The Liturgical Calendar

The liturgical calendar (see Appendix A) is a way of making time, an essential part of creation, sacred. This highly developed structure that encompasses the entire year did not exist in the early Church. Sunday, the day for celebration of the Eucharist, contained the essential elements of the entire year — the Passion, Death, and Resurrection — so the “paschal festival” was renewed every Sunday. On the annual anniversary, though, the day would be celebrated with great solemnity, and eventually Easter became the focal point of the liturgical year. The feast of Easter was clearly linked to that of the Pentecost, the festival celebrating the Descent of the Holy Spirit on the apostles, fifty days after Easter.

Today, some feast days are fixed while others are based on seasonal changes and moon phases. For instance, the date for Easter is linked to the spring equinox. Every year, the date changes — Easter Sunday always occurs on the Sunday after the full moon following the equinox. Christmas, however, is fixed on December 25. This means that the liturgical calendar fluctuates from year to year.
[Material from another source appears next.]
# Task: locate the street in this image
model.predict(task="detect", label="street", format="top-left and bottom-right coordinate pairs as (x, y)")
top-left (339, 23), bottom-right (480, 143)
Furthermore, the Church year consists of two distinct cycles, the temporal cycle and the sanctoral cycle. The temporal cycle is a series of solemn events celebrating the mystery of Christ — Advent, Christmas, Lent, Holy Week, Easter — divided into two cycles (the Christmas cycle and the Easter cycle), plus what the Church calls ordinary time, or the remainder of the year. The sanctoral cycle includes all the saints' feast days and many of the Marian feast days.